Today’s fast-paced world demands constant innovation in the areas of science, technology, engineering and mathematics. For this reason, STEM-related occupations continue to grow at a faster rate than those in non-STEM related fields.
Ensuring today’s elementary students are prepared for tomorrow’s STEM careers demands a highly-effective classroom teacher. A newly-funded Noyce Track 4 research project, Research on Integrated STEM Self-efficacy, at the University of Nebraska–Lincoln, along with three other institutions, will explore links between teachers’ self-efficacy in teaching STEM, teacher preparation and development opportunities, teaching effectiveness and teacher retention in high-needs school districts. Under the leadership of Deepika Menon, the project secured funding for 5-years through a $481,065 grant from the National Science Foundation’s Robert Noyce Scholarship Program. The total grant amount funded between the four institutions is approximately $1.3 million.

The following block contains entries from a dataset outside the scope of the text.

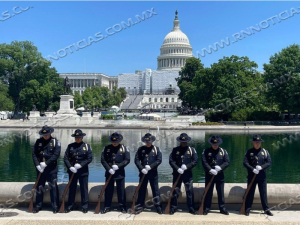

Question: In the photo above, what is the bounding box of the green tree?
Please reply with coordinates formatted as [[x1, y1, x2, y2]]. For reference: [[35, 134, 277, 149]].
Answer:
[[0, 41, 63, 116], [176, 57, 203, 107], [191, 56, 265, 120], [100, 87, 113, 108], [82, 87, 95, 110], [74, 91, 84, 108], [264, 44, 300, 113], [0, 82, 14, 111], [118, 88, 127, 100]]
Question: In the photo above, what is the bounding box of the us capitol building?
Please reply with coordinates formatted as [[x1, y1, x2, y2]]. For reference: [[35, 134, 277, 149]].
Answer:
[[60, 11, 193, 109]]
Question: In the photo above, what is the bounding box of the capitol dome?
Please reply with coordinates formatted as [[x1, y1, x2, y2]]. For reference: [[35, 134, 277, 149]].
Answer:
[[157, 10, 193, 70]]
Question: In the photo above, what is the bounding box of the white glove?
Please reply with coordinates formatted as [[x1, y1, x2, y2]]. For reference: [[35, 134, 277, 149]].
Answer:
[[177, 168, 184, 174], [112, 165, 119, 170], [145, 165, 151, 171], [108, 169, 115, 175], [36, 165, 44, 173], [209, 169, 218, 175], [256, 166, 262, 170], [40, 162, 47, 170], [181, 164, 187, 170], [215, 166, 222, 172], [70, 166, 77, 173], [74, 163, 82, 170]]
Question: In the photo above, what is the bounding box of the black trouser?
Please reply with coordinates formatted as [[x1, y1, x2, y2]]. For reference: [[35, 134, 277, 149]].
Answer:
[[68, 173, 89, 209], [35, 172, 59, 209], [171, 174, 194, 210], [204, 176, 225, 210], [105, 178, 126, 209], [245, 179, 269, 212], [136, 175, 161, 208]]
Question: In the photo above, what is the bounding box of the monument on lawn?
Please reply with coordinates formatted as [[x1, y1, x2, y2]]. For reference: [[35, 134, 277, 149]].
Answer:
[[57, 77, 77, 116]]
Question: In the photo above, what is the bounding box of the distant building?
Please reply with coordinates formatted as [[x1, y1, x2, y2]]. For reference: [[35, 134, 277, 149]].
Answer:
[[59, 73, 118, 94], [118, 11, 193, 95]]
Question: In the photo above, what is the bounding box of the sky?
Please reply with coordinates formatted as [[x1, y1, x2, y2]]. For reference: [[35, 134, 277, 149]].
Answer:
[[0, 1, 300, 76]]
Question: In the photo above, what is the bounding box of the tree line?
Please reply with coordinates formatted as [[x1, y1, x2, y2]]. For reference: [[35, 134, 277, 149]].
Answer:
[[0, 41, 126, 116], [177, 44, 300, 121]]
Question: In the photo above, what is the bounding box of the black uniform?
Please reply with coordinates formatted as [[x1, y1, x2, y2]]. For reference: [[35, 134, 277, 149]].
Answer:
[[101, 144, 130, 210], [202, 147, 230, 211], [244, 148, 271, 212], [64, 142, 93, 210], [169, 146, 198, 211], [135, 145, 162, 208], [32, 137, 61, 209]]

Menon, assistant professor in the Department of Teaching, Learning and Teacher Education, is spearheading a multidisciplinary team of researchers with an aim to improve STEM teacher preparation. In addition to the Nebraska team, participating institutions in RISE are Southern Methodist University, Indiana University and Towson University. The project will include participants from prior Noyce projects and current preservice teachers at the four institutions.

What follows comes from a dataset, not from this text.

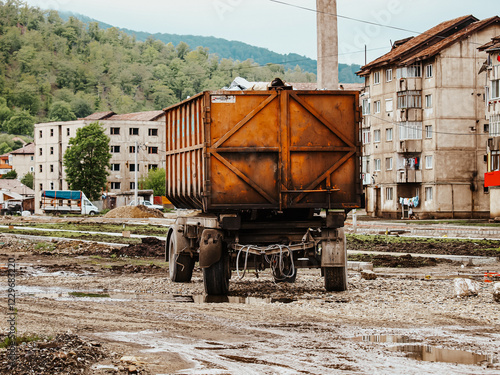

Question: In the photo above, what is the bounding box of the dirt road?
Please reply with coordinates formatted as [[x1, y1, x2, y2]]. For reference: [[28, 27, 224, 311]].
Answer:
[[0, 238, 500, 374]]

“Previous research has shown that elementary teachers are often uncomfortable teaching science, mathematics, and engineering as independent subjects, and STEM integration poses new challenges,” Menon said. “Through this project, we hope to develop and sustain integrated STEM teaching self-efficacy long term.”
Insufficient elementary teacher preparation in integrated STEM, as well as attrition from the teaching profession is a challenge across the United States. High-need schools in particular face challenges in recruiting and retaining highly-qualified teachers. The project will involve surveys, interviews and classroom observations, and will impact over 700 elementary teachers in their first five years of teaching who experienced ten different teacher preparation programs.
Their findings will be used to identify programmatic features that support early career elementary teachers’ self-efficacy in teaching integrated STEM within high-need school districts. Feedback from the participating teachers will also be used to develop summer professional development opportunities designed to address specific needs based on observations of their STEM teaching practices. The workshops will be offered at regional and national practitioner conferences, expanding the reach of the project to support elementary teachers nationwide.
The National Science Foundation’s Robert Noyce Teacher Scholarship Program provides funding to institutions of higher education to provide scholarships, stipends, and programmatic support to recruit and prepare STEM majors and professionals to become K-12 teachers. The program seeks to increase the number of K-12 teachers with strong STEM content knowledge who teach in high-need school districts.